The accommodations were cheap, but the household rules were strict: Lockout after 8 p.m. and no alcohol on the premises. Nevertheless, we smuggled in a bottle of wine and sat on an outdoor patio, a full moon rising over Kinneret, sipping of the forbidden fruit of the vine. We were in the Holy Land and life was good.



1985

We decided to combine this trip with an exploration of Egypt. Shortly before we arrived in Israel, four Palestinian terrorists had hijacked the Italian cruise ship Achille Lauro off the Egyptian coast and killed Leon Klinghoffer, a wheelchair-bound American Jew.

International tourists cancelled their visits to Egypt in droves, so we had the place pretty much to ourselves. We had booked a single room in a Cairo hotel, and instead were given the entire empty floor. Rachel and I walked through the Cairo slums, the only Westerners in sight, without feeling a moment's anxiety. We visited Luxor and floated down the Nile to Aswan.

On the way back, we boarded an El Al plane at Cairo airport, and Rachel got emotional.

"Never in my life did I expect to take an Israeli plane at an Egyptian airport," she said.



1991

I had been on a press trip to Romania, recovering from the bloody overthrow of communist dictator Nicolae Ceausescu, and the plane from Bucharest to Ben-Gurion Airport was filled with Russian Jews, finally free to leave the Soviet Union. Their welcome to Israel was an emotional high.

We joined the Almagors on a trip to Cyprus and ran right into the Greek-Turkish confrontation on the divided island. Apparently, the Israeli-Palestinian standoff wasn't the only insoluble conflict in the region.



1992

Family visits and a week in Prague on the way home.



1994

I am invited to cover a two-day conference on the always-popular subject of Israel-Diaspora relations, at the official residence of President Ezer Weizman in Jerusalem.

Some 230 of the better minds in Israel and abroad attended. Weizman tirelessly talked up the crucial importance of aliyah, in much the same words Ben-Gurion had used 45 years earlier.

My article on the "dialogue" was headlined, "Talking past each other," which pretty well told the story.



1996

The Histadrut, Israel's labor federation, invited a few reporters for a tour, though the timing was a bit baffling. Before independence, Histadrut had been practically a state-within-a-budding-state, but now it was divesting itself of its health services, youth villages and retirement centers.
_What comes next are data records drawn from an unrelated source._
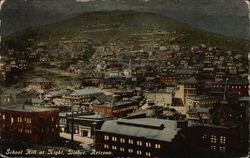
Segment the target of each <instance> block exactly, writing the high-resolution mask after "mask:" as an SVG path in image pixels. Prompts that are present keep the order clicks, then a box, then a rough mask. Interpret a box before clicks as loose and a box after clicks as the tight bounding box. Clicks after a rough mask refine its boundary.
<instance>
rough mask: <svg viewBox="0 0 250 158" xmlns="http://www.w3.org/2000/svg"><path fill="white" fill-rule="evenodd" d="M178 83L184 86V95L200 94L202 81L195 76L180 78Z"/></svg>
mask: <svg viewBox="0 0 250 158" xmlns="http://www.w3.org/2000/svg"><path fill="white" fill-rule="evenodd" d="M179 84H180V85H182V86H184V95H185V96H187V95H199V94H201V88H202V85H203V82H202V81H201V80H199V79H198V78H197V77H191V78H188V79H185V80H181V81H180V83H179Z"/></svg>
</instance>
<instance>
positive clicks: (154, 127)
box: [95, 118, 240, 157]
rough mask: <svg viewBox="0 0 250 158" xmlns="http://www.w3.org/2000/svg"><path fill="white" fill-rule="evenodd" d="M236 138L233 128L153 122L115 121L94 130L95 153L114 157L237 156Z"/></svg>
mask: <svg viewBox="0 0 250 158" xmlns="http://www.w3.org/2000/svg"><path fill="white" fill-rule="evenodd" d="M239 137H240V136H239V131H238V129H237V128H235V127H225V126H215V125H209V124H193V123H188V122H186V121H176V120H164V119H154V118H138V119H118V120H111V121H106V122H104V124H103V125H102V127H101V129H100V130H96V135H95V138H96V139H95V149H96V150H97V151H111V152H112V153H113V154H114V155H113V156H125V157H126V156H130V157H188V155H189V156H190V155H192V152H195V151H219V152H223V153H225V152H227V153H234V152H237V151H238V148H239ZM180 151H181V152H180Z"/></svg>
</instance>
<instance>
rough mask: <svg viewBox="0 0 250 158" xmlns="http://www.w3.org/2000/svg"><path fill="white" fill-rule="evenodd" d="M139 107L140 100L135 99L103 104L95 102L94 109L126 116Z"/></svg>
mask: <svg viewBox="0 0 250 158" xmlns="http://www.w3.org/2000/svg"><path fill="white" fill-rule="evenodd" d="M138 108H139V102H138V101H135V100H127V101H123V100H121V101H118V102H109V103H103V104H94V105H93V111H94V112H96V113H99V114H103V115H107V116H115V117H125V116H127V114H128V113H131V112H133V111H135V110H136V109H138Z"/></svg>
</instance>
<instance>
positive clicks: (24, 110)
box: [0, 104, 56, 113]
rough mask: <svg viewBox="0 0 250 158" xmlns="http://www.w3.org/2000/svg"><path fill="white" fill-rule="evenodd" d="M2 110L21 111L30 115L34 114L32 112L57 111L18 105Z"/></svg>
mask: <svg viewBox="0 0 250 158" xmlns="http://www.w3.org/2000/svg"><path fill="white" fill-rule="evenodd" d="M0 110H9V111H20V112H30V113H32V112H44V111H53V110H56V109H52V108H45V107H37V106H31V105H24V104H18V105H10V106H3V107H0Z"/></svg>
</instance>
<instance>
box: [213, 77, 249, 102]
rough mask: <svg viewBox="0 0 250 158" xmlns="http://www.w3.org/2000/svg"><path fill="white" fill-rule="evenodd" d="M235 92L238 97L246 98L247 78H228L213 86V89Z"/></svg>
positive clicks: (247, 94) (218, 82) (215, 82)
mask: <svg viewBox="0 0 250 158" xmlns="http://www.w3.org/2000/svg"><path fill="white" fill-rule="evenodd" d="M225 86H227V87H228V88H231V89H233V90H236V91H237V93H238V96H239V97H247V96H248V88H249V82H248V80H247V78H240V77H238V78H230V79H228V80H226V81H218V82H215V83H214V84H213V87H225Z"/></svg>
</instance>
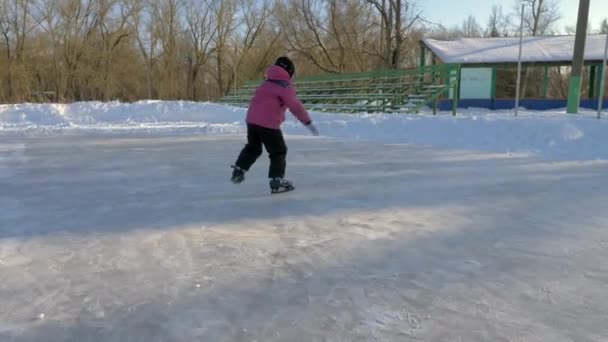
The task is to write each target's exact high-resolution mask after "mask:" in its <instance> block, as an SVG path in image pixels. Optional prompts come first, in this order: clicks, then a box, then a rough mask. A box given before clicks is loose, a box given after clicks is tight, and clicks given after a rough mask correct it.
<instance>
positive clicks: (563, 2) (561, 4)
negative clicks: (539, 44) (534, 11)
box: [418, 0, 608, 33]
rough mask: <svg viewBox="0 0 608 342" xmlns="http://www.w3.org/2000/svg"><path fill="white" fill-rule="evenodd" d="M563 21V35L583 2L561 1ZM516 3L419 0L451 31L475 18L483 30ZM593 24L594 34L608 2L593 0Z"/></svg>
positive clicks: (506, 2) (575, 15)
mask: <svg viewBox="0 0 608 342" xmlns="http://www.w3.org/2000/svg"><path fill="white" fill-rule="evenodd" d="M558 1H559V9H560V12H561V15H562V20H561V21H560V23H559V28H560V33H563V32H564V27H565V26H576V17H577V13H578V3H579V0H558ZM514 3H515V1H514V0H418V6H419V7H420V9H422V10H423V11H424V12H423V13H424V17H425V18H426V19H428V20H430V21H432V22H435V23H439V24H442V25H444V26H447V27H451V26H454V25H461V24H462V22H463V21H464V20H465V19H466V18H467V17H468V16H469V15H473V16H474V17H476V18H477V21H478V22H479V24H480V25H481V26H482V27H485V26H486V24H487V21H488V17H489V15H490V12H491V10H492V6H494V5H502V8H503V12H504V13H511V12H513V8H514V7H513V6H514V5H513V4H514ZM589 12H590V13H589V24H590V25H592V28H593V30H594V31H595V30H597V29H598V28H599V25H600V22H601V21H602V19H604V18H606V17H608V0H591V9H590V11H589Z"/></svg>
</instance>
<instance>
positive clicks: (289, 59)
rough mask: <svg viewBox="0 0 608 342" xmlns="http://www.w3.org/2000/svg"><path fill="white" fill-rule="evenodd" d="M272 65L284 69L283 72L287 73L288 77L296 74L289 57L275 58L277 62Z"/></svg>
mask: <svg viewBox="0 0 608 342" xmlns="http://www.w3.org/2000/svg"><path fill="white" fill-rule="evenodd" d="M274 65H278V66H280V67H281V68H283V69H285V71H287V73H288V74H289V77H293V74H294V73H295V72H296V67H295V65H293V62H292V61H291V59H289V57H285V56H282V57H279V58H277V61H276V62H274Z"/></svg>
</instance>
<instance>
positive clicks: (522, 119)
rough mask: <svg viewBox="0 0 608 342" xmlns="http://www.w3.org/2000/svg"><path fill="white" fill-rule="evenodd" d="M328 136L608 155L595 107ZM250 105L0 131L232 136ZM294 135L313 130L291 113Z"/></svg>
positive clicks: (338, 128) (326, 115)
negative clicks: (303, 127)
mask: <svg viewBox="0 0 608 342" xmlns="http://www.w3.org/2000/svg"><path fill="white" fill-rule="evenodd" d="M312 115H313V118H314V119H315V121H316V122H317V125H318V127H319V129H320V131H321V133H322V135H324V136H328V137H335V138H342V139H355V140H373V141H378V142H384V143H408V144H409V143H411V144H427V145H432V146H437V147H445V148H455V149H468V150H479V151H491V152H500V153H529V154H535V155H539V156H543V157H545V158H549V159H569V160H583V159H585V160H586V159H608V148H607V147H608V134H606V133H607V132H608V120H597V119H595V118H594V117H593V115H592V114H591V113H589V112H588V113H586V114H582V115H576V116H573V115H568V114H565V112H563V111H557V112H556V111H553V112H524V113H522V114H521V115H520V116H519V117H514V116H513V115H512V113H510V112H508V111H502V112H488V111H487V110H485V109H479V110H467V111H462V112H461V113H460V114H459V115H458V116H456V117H452V116H451V115H449V114H448V113H442V114H440V115H437V116H432V115H394V114H325V113H312ZM244 116H245V110H244V109H242V108H235V107H230V106H225V105H221V104H214V103H196V102H181V101H176V102H163V101H142V102H136V103H132V104H126V103H119V102H109V103H101V102H85V103H73V104H19V105H1V106H0V132H2V131H4V132H14V131H17V132H33V133H34V134H36V133H39V132H49V131H51V132H57V131H61V132H63V131H87V132H89V131H91V132H95V131H103V132H107V131H112V132H121V131H137V132H159V131H163V132H167V131H169V132H178V133H179V132H184V133H190V134H191V133H197V134H233V133H239V134H240V133H242V132H244ZM284 128H285V131H286V133H288V134H298V135H301V134H307V133H308V132H307V131H306V130H305V129H303V128H302V127H301V125H299V124H298V123H297V122H295V120H294V119H293V118H292V117H291V116H290V117H289V119H288V121H287V122H286V123H285V125H284Z"/></svg>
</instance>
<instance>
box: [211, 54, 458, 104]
mask: <svg viewBox="0 0 608 342" xmlns="http://www.w3.org/2000/svg"><path fill="white" fill-rule="evenodd" d="M459 72H460V69H459V67H458V66H457V65H451V64H440V65H431V66H426V67H419V68H415V69H404V70H383V71H374V72H361V73H348V74H331V75H320V76H312V77H302V78H299V79H297V80H296V81H295V83H294V86H295V87H296V89H297V93H298V97H299V98H300V100H301V101H302V102H303V103H304V105H305V106H306V108H307V109H309V110H314V111H327V112H345V113H355V112H366V113H374V112H383V113H419V112H420V110H421V109H422V108H423V107H425V106H427V105H431V106H432V108H433V111H434V112H436V110H437V103H438V101H439V99H440V98H442V97H447V96H448V93H449V91H450V90H452V91H453V94H455V95H457V94H458V90H457V87H458V82H457V80H458V78H459V76H458V74H459ZM259 84H260V81H251V82H247V83H245V84H244V85H243V86H242V87H241V88H239V89H238V90H236V91H234V92H232V93H230V94H228V95H227V96H225V97H224V98H223V99H222V102H223V103H228V104H231V105H235V106H246V105H247V104H248V103H249V101H250V100H251V96H252V95H253V92H254V91H255V89H256V87H258V86H259ZM456 97H457V96H454V100H456ZM454 109H455V107H454Z"/></svg>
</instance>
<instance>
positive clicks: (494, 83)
mask: <svg viewBox="0 0 608 342" xmlns="http://www.w3.org/2000/svg"><path fill="white" fill-rule="evenodd" d="M497 76H498V68H497V67H495V66H494V67H492V85H491V93H490V98H491V99H492V100H496V79H497Z"/></svg>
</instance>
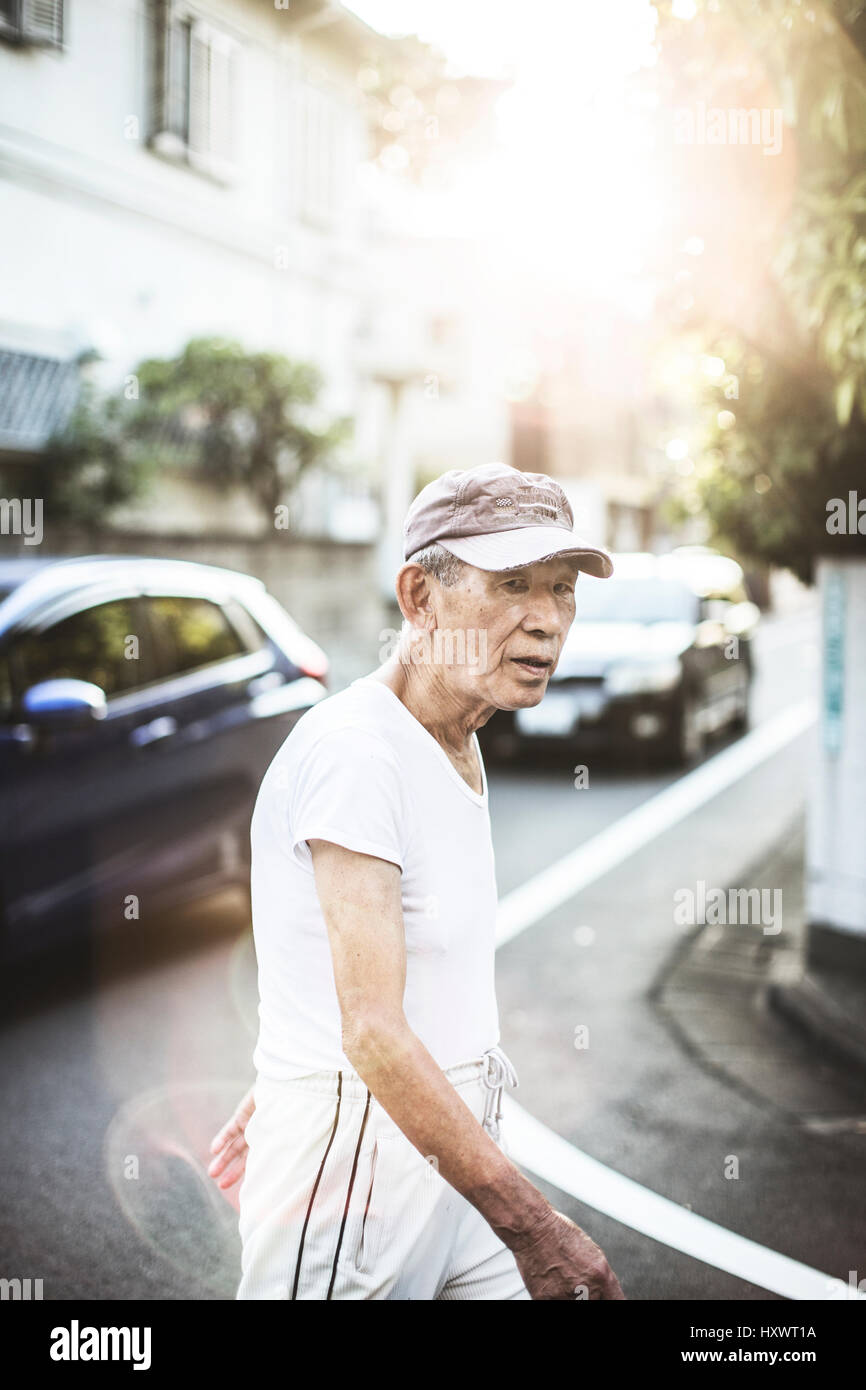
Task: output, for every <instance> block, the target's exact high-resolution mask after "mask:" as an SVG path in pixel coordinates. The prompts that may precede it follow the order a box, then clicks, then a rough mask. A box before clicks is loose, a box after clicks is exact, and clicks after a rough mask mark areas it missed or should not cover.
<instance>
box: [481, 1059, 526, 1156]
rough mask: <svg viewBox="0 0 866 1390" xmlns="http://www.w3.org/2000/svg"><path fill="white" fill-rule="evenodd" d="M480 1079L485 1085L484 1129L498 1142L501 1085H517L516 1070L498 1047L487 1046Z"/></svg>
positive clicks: (501, 1095)
mask: <svg viewBox="0 0 866 1390" xmlns="http://www.w3.org/2000/svg"><path fill="white" fill-rule="evenodd" d="M481 1080H482V1081H484V1086H485V1087H487V1095H485V1098H484V1119H482V1122H481V1123H482V1125H484V1129H485V1130H488V1131H489V1134H491V1137H492V1138H495V1140H496V1143H499V1134H500V1120H502V1087H503V1086H505V1084H506V1081H507V1084H509V1086H512V1087H513V1086H517V1072H516V1070H514V1068H513V1066H512V1063H510V1061H509V1059H507V1056H506V1055H505V1052H503V1051H502V1048H499V1047H492V1048H488V1051H487V1052H485V1054H484V1072H482V1073H481Z"/></svg>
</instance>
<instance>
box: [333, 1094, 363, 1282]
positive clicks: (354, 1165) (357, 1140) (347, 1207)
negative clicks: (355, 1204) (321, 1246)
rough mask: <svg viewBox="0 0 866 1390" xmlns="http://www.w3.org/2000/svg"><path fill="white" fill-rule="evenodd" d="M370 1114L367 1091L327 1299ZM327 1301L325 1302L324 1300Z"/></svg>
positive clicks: (336, 1242)
mask: <svg viewBox="0 0 866 1390" xmlns="http://www.w3.org/2000/svg"><path fill="white" fill-rule="evenodd" d="M368 1113H370V1091H368V1090H367V1104H366V1105H364V1118H363V1120H361V1131H360V1134H359V1136H357V1144H356V1145H354V1161H353V1163H352V1176H350V1177H349V1191H348V1193H346V1205H345V1207H343V1219H342V1222H341V1227H339V1238H338V1241H336V1252H335V1255H334V1268H332V1270H331V1283H329V1284H328V1298H331V1294H332V1293H334V1280H335V1279H336V1261H338V1259H339V1252H341V1248H342V1244H343V1232H345V1230H346V1219H348V1216H349V1204H350V1201H352V1188H353V1187H354V1175H356V1173H357V1159H359V1154H360V1151H361V1143H363V1138H364V1130H366V1129H367V1116H368ZM325 1301H327V1300H325Z"/></svg>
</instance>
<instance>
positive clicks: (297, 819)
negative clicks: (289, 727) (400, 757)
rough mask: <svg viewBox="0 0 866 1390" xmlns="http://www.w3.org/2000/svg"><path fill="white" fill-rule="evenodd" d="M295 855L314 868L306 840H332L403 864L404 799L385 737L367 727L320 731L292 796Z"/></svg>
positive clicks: (402, 867) (404, 862)
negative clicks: (320, 733)
mask: <svg viewBox="0 0 866 1390" xmlns="http://www.w3.org/2000/svg"><path fill="white" fill-rule="evenodd" d="M289 837H291V847H292V853H293V856H295V858H296V859H297V860H299V863H302V865H304V866H307V867H311V863H313V856H311V853H310V847H309V845H307V840H329V841H331V842H332V844H335V845H343V847H345V848H346V849H354V851H356V852H359V853H364V855H375V858H377V859H388V860H389V862H391V863H395V865H399V867H400V870H403V867H405V858H406V856H405V844H406V799H405V788H403V780H402V774H400V767H399V763H398V760H396V756H395V752H393V749H392V748H391V745H389V744H388V741H386V739H384V738H381V737H379V735H378V734H374V733H371V731H370V730H363V728H338V730H329V731H327V733H324V734H321V735H320V737H318V738H316V741H314V742H313V744H311V746H310V748H309V749H307V751H306V753H304V756H303V759H302V760H300V763H299V767H297V773H296V777H295V781H293V787H292V794H291V796H289Z"/></svg>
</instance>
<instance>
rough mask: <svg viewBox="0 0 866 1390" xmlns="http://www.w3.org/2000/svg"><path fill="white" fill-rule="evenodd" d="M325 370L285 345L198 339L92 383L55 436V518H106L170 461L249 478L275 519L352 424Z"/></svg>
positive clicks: (216, 471) (53, 512) (262, 509)
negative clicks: (98, 384)
mask: <svg viewBox="0 0 866 1390" xmlns="http://www.w3.org/2000/svg"><path fill="white" fill-rule="evenodd" d="M321 386H322V378H321V374H320V373H318V370H317V368H316V367H313V366H311V364H309V363H303V361H292V360H289V359H286V357H284V356H281V354H279V353H267V352H253V353H249V352H246V350H245V349H243V347H242V346H240V345H239V343H236V342H229V341H225V339H221V338H196V339H192V341H190V342H188V343H186V346H185V347H183V350H182V352H181V353H179V354H178V356H177V357H149V359H146V360H145V361H142V363H140V364H139V366H138V367H136V370H135V371H133V373H132V374H131V375H129V378H128V379H126V389H125V391H124V392H120V393H114V395H104V393H103V395H100V393H99V392H97V391H96V389H95V388H93V385H92V384H86V385H85V388H83V391H82V396H81V400H79V403H78V407H76V410H75V413H74V416H72V418H71V421H70V425H68V428H67V430H65V431H64V434H63V435H61V436H60V438H56V439H51V441H50V442H49V445H47V449H46V455H44V466H43V492H42V495H43V498H44V502H46V507H47V510H49V514H50V516H51V517H53V518H54V520H56V521H71V523H76V524H82V525H97V524H104V521H106V518H107V516H108V514H110V512H111V510H113V509H115V507H117V506H118V505H121V503H129V502H133V500H136V499H138V498H140V496H142V493H143V491H145V489H146V486H147V485H149V484H150V482H152V481H153V478H154V477H156V475H157V474H158V473H160V471H161V470H165V468H179V470H188V471H190V473H192V474H199V475H200V477H202V478H203V480H207V482H210V484H211V485H214V486H217V488H232V486H238V488H242V489H245V491H246V492H247V493H249V495H250V496H252V498H253V499H254V500H256V502H257V505H259V507H260V510H261V513H263V516H264V517H265V520H267V523H268V524H272V523H274V509H275V507H277V506H278V505H281V503H285V502H288V499H289V498H291V496H292V493H293V491H295V488H296V486H297V482H299V481H300V477H302V475H303V474H304V473H306V471H307V470H309V468H310V467H311V466H313V464H317V463H325V461H327V460H329V459H331V457H332V456H334V453H335V450H336V449H338V448H339V445H341V443H342V442H343V441H345V439H346V436H348V435H349V431H350V421H349V420H348V418H339V420H329V418H327V417H325V416H324V414H322V410H321V407H320V404H318V396H320V392H321Z"/></svg>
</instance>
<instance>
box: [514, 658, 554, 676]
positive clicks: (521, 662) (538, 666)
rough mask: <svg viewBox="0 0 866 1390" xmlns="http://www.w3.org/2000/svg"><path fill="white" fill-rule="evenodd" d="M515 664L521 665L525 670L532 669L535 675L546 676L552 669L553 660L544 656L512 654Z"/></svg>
mask: <svg viewBox="0 0 866 1390" xmlns="http://www.w3.org/2000/svg"><path fill="white" fill-rule="evenodd" d="M512 662H513V663H514V666H520V667H521V669H523V670H524V671H532V674H535V676H546V673H548V671H549V670H550V669H552V666H553V662H552V660H549V659H546V657H544V656H512Z"/></svg>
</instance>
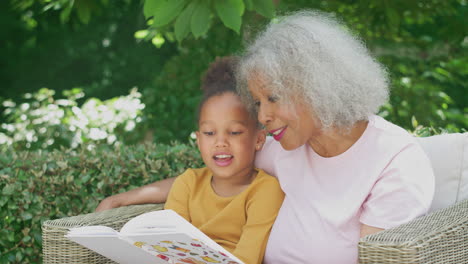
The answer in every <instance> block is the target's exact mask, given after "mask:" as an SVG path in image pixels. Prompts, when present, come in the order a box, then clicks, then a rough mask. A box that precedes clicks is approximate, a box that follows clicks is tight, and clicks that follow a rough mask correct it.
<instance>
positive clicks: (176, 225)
mask: <svg viewBox="0 0 468 264" xmlns="http://www.w3.org/2000/svg"><path fill="white" fill-rule="evenodd" d="M120 233H121V234H122V235H125V236H127V237H130V238H131V239H132V240H134V241H137V239H136V237H138V236H139V235H143V234H148V237H151V236H153V237H156V234H161V235H162V234H166V235H167V238H168V239H165V240H171V239H172V235H178V236H177V239H178V240H179V241H181V242H183V243H187V244H188V245H191V243H192V242H193V241H192V240H193V239H196V241H199V242H201V245H203V248H210V250H205V251H203V252H202V253H204V252H207V253H210V252H214V253H210V254H215V253H216V254H217V255H221V256H222V255H225V256H226V257H227V258H229V260H228V261H232V262H231V263H242V261H240V260H239V259H238V258H236V257H235V256H234V255H232V254H231V253H230V252H229V251H227V250H225V249H224V248H223V247H221V246H220V245H218V244H217V243H216V242H214V241H213V240H212V239H211V238H209V237H208V236H207V235H205V234H204V233H203V232H201V231H200V230H199V229H198V228H196V227H195V226H193V225H192V224H191V223H189V222H188V221H187V220H185V219H184V218H183V217H182V216H180V215H178V214H177V213H176V212H174V211H173V210H160V211H153V212H149V213H144V214H142V215H139V216H137V217H135V218H133V219H131V220H130V221H128V222H127V223H126V224H125V225H124V226H123V227H122V229H121V230H120ZM182 235H183V238H182V237H181V236H182ZM144 236H145V235H143V237H144ZM169 238H171V239H169ZM174 240H176V239H174ZM143 242H147V243H150V245H156V244H157V243H156V242H155V241H146V240H145V241H143ZM151 243H153V244H151ZM155 243H156V244H155ZM199 244H200V243H199ZM158 246H160V245H159V244H158ZM179 246H180V245H179ZM180 247H181V246H180ZM181 248H183V247H181ZM194 252H197V251H196V249H194ZM220 252H222V254H221V253H220ZM228 261H227V262H226V263H229V262H228ZM200 263H203V262H200ZM215 263H221V262H215Z"/></svg>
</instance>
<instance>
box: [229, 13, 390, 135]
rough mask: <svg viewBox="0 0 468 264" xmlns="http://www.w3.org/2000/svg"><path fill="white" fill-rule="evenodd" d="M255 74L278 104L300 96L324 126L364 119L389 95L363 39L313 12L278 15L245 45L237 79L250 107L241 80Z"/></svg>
mask: <svg viewBox="0 0 468 264" xmlns="http://www.w3.org/2000/svg"><path fill="white" fill-rule="evenodd" d="M258 76H261V78H262V79H263V80H266V81H267V82H268V90H269V91H270V92H271V93H272V95H275V96H277V97H278V98H279V100H280V101H281V102H282V103H285V104H288V105H289V106H292V105H293V104H294V102H297V100H298V99H301V98H302V100H304V102H305V103H306V105H309V106H310V110H311V111H312V113H313V114H314V115H315V116H316V117H317V118H318V121H319V122H320V123H321V125H322V127H323V128H324V129H327V128H332V127H336V128H350V127H351V126H353V125H354V124H355V123H356V122H357V121H361V120H368V117H369V116H370V115H371V114H375V113H376V112H377V111H378V109H379V107H380V106H381V105H383V104H384V103H385V102H386V101H387V99H388V95H389V91H388V84H387V83H388V78H387V72H386V70H385V68H384V67H383V66H382V65H380V64H379V63H378V62H377V61H375V59H373V58H372V56H371V55H370V54H369V52H368V50H367V49H366V47H365V45H364V44H363V42H362V41H361V40H360V39H359V38H358V37H355V36H352V35H351V34H350V33H348V32H346V30H345V29H344V26H343V25H342V24H340V23H339V22H338V21H337V20H336V19H335V18H333V17H331V16H330V15H328V14H325V13H321V12H316V11H300V12H297V13H293V14H291V15H288V16H284V17H280V18H279V19H278V22H277V23H275V22H272V23H270V24H269V26H268V27H267V28H266V29H265V30H264V31H263V32H262V33H260V34H259V35H258V36H257V38H256V40H254V42H253V43H252V44H251V45H250V46H248V47H247V50H246V53H245V55H244V56H243V57H242V58H241V60H240V63H239V68H238V72H237V78H238V90H239V93H240V95H241V96H242V97H243V98H244V100H245V99H246V100H245V101H246V102H247V104H248V105H250V106H252V103H253V101H252V98H251V96H250V93H249V90H248V86H247V82H248V80H249V78H255V77H257V78H258Z"/></svg>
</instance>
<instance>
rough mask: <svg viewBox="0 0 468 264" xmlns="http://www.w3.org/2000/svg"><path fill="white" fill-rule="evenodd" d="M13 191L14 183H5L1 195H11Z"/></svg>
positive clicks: (14, 186) (14, 190) (13, 188)
mask: <svg viewBox="0 0 468 264" xmlns="http://www.w3.org/2000/svg"><path fill="white" fill-rule="evenodd" d="M14 192H15V185H7V186H5V187H4V188H3V190H2V195H12V194H13V193H14Z"/></svg>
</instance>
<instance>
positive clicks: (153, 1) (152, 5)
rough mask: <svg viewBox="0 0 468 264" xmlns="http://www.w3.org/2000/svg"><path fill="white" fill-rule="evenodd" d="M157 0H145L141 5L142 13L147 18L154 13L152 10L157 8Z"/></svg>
mask: <svg viewBox="0 0 468 264" xmlns="http://www.w3.org/2000/svg"><path fill="white" fill-rule="evenodd" d="M159 2H160V1H159V0H145V4H144V5H143V14H144V15H145V18H146V19H148V18H150V17H151V16H153V14H154V10H155V9H157V8H158V4H159Z"/></svg>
The trip brought home Israel's transformation, for better or worse, from a semisocialist egalitarian society to a semicapitalist one, with a widening gap between the rich and poor.



1998

Ben-Gurion University hosted a conference marking the 20th anniversary of the Camp David accord between Israel and Egypt, brokered by President Jimmy Carter.

Many of the key diplomats who took part in that momentous event reminisced how the personal chemistry between the participants had been at least as important in reaching agreement as boundary lines and timetables. I found the role of the human factor in historic decisions oddly reassuring.

As a bonus, we were caravanned to Hebron for a long morning meeting with an avuncular, though slightly shaky, Yasser Arafat, while on the same afternoon we had an even longer session with Prime Minister Benjamin Netanyahu in Jerusalem.

The main topic of conversation was the disintegrating Wye River accord, with each side blaming the other for its failure.



2002

The second intifada was in full swing, tourism from America was all but dead, the economy was hurting badly, and the mood was depressed.

As a desperation measure, the government Tourist Office invited a group of Jewish reporters from America to show them that fun was still to be had -- at least in the Negev.

Except for the beaches of Eilat, the Negev had never been much of a tourist draw, but now the desert area emerged as the safest part of the country.

The Negev actually proved fascinating, even to a veteran visitor to Israel, but we wound up in Jerusalem and Tel Aviv, where we found hotels and stores empty, even after slashing prices 50 percent to 70 percent.

One man's misery is another man's gain, and our hosts put me up at the legendary King David Hotel in Jerusalem. I got a suite usually reserved for American presidents and large enough to house the next Zionist Congress.